Go on supporting the monolithic ebuilds for now, and hopefully around KDE
4.0 things will look better (confcache, unsermake, new gcc features, qt4
...). emerge kde-meta may always be 5 or 10 percent slower than emerge
kde, but emerge kde-meta a year from now should be faster than emerge kde
is today.

Is that taking into account unpacking the source tarball for each
individual ebuild?

Yes, that's what causes my 10 percent estimate.


In which case, you have severely underestimated the slowdown on mips. Unpacking huge source tarballs is veeeeeeeeerrrry slow. Unpacking huge source tarballs 400 times is awful on an indy, which is the typical mips desktop machine. Just look at this, which is on a r5000, 150mhz indy with 160mb of RAM (pretty close to being a maxed out indy for most people's purposes):


pimpdaddy kdebase # time ebuild kdebase-3.3.2-r1.ebuild unpack
>>> md5 src_uri ;-) kdebase-3.3.2.tar.bz2
>>> Unpacking source...
>>> Unpacking kdebase-3.3.2.tar.bz2 to /var/tmp/portage/kdebase-3.3.2-r1/work
* Applying konsole-3.3.2.patch ... [ ok ]
* Applying post-3.3.2-kdebase-htmlframes2.patch ... [ ok ]
* Applying startkde-3.3.2-r1-gentoo.diff ... [ ok ]
>>> Source unpacked.


real    6m50.818s
user    2m34.113s
sys     0m50.345s

Now, multiply that by 40 for kdebase, or by 350 for the whole taco, and you can see why I'm concerned. I should say that this number is somewhat skewed because my distfiles are over nfs, but the network throughput is about 1mb/sec compared to 2mb/sec for the disk controller, so it's not *that* big of a difference.

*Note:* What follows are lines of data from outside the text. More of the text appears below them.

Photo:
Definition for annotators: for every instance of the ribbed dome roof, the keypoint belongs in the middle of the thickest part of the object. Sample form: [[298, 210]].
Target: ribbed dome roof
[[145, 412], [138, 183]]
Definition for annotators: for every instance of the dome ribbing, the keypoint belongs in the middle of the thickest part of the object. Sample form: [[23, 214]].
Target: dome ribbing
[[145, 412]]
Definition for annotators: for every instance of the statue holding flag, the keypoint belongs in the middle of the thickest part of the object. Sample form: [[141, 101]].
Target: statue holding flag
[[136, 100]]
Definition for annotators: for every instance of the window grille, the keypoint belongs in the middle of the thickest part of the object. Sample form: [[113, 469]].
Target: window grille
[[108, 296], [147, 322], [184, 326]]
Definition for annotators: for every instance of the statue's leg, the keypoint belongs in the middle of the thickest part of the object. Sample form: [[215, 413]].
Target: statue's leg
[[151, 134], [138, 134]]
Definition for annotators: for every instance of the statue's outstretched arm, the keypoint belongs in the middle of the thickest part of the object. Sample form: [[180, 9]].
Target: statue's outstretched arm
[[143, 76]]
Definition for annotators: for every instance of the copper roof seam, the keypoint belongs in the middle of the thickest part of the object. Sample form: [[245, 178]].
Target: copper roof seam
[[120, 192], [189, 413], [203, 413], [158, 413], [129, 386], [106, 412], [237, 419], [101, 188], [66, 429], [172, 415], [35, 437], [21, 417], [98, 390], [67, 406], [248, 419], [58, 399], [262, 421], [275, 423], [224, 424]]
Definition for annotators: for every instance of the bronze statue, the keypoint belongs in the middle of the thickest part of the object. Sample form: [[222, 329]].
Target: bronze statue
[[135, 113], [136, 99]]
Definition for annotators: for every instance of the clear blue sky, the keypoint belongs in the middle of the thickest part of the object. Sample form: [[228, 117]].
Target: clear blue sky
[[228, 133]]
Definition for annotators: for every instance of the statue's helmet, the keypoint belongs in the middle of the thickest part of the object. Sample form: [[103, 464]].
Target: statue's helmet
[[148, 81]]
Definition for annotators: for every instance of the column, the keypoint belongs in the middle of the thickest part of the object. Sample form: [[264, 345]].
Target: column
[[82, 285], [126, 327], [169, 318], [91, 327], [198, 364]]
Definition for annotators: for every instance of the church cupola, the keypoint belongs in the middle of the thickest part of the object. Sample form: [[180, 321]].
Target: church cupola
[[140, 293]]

Or, have you figured out a way to get around that?

Well, we only extract the necessary files from the tarballs each time.

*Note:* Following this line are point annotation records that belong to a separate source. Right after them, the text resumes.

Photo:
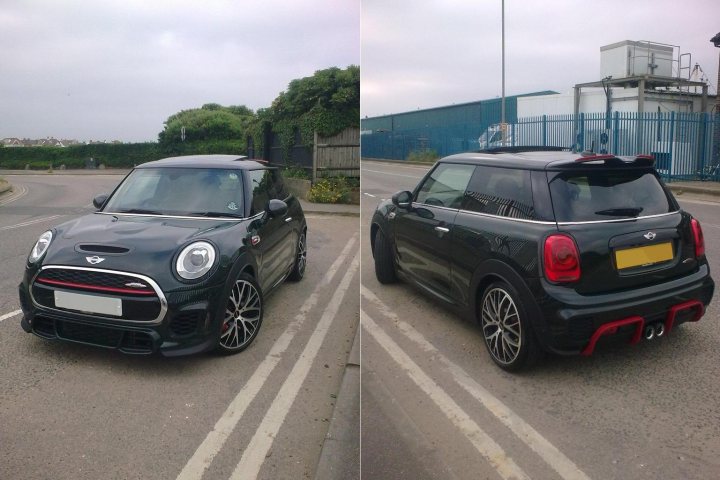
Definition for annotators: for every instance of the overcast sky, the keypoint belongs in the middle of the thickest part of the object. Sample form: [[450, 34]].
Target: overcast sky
[[117, 69], [420, 54]]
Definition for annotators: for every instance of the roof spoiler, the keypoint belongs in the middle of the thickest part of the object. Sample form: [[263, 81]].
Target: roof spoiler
[[521, 149], [642, 160]]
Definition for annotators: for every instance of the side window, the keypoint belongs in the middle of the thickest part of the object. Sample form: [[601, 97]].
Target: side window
[[266, 184], [504, 192], [445, 186]]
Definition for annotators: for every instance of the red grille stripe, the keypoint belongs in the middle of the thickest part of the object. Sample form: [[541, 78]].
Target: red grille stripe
[[60, 283]]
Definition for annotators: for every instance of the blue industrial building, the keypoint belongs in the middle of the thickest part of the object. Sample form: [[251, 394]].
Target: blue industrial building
[[445, 130]]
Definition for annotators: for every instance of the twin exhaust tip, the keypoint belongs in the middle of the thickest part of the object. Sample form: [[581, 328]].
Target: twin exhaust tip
[[654, 330]]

I guess there isn't a way to come up with some sort of portage hackery whereby the portage tmpdir doesn't get cleaned out until the last of the split ebuilds is merged?

Of course we could break up every KDE tarball on release and distribute lots of small tarballs on mirror://gentoo. I don't particularly mind if the extra mirror load isn't a problem and if it will help you. There'll always be some overhead, but not too much I think. Suppose an average of 0.5MB .tar.bz2 with 100 files per package (to take filesystem costs into account), with 350 packages total - how much would all the unpacking (and deleting each package workdir) take on an average mips? (I estimate these numbers are all somewhat higher than the real averages.)

This would be better than unpacking the huge kde source tarballs every time, but then it would bloat the mirrors somewhat.



BTW, what kind of RAM size do mips boxes have? If by any chance it's large compared to their CPU power - if we consider x86 the norm - then this is a good moment to mention I wanted to try using enable-final again :-) But if not, we'll just disable it on your arch.

We tell people not to bother with gentoo unless they have at least 128mb of RAM. Indys max out at 256mb, and some of the more powerful machines like O2 can have up to 1gb now (thanks to iluxa). Right now, an r5000 O2 is the most powerful machine that is capable of running X, but even that is still not that much faster than a maxed out Indy. Hopefully, we should have X support on machines like octane, which are far more powerful. Even then, they still aren't speed demons by today's peecee standards.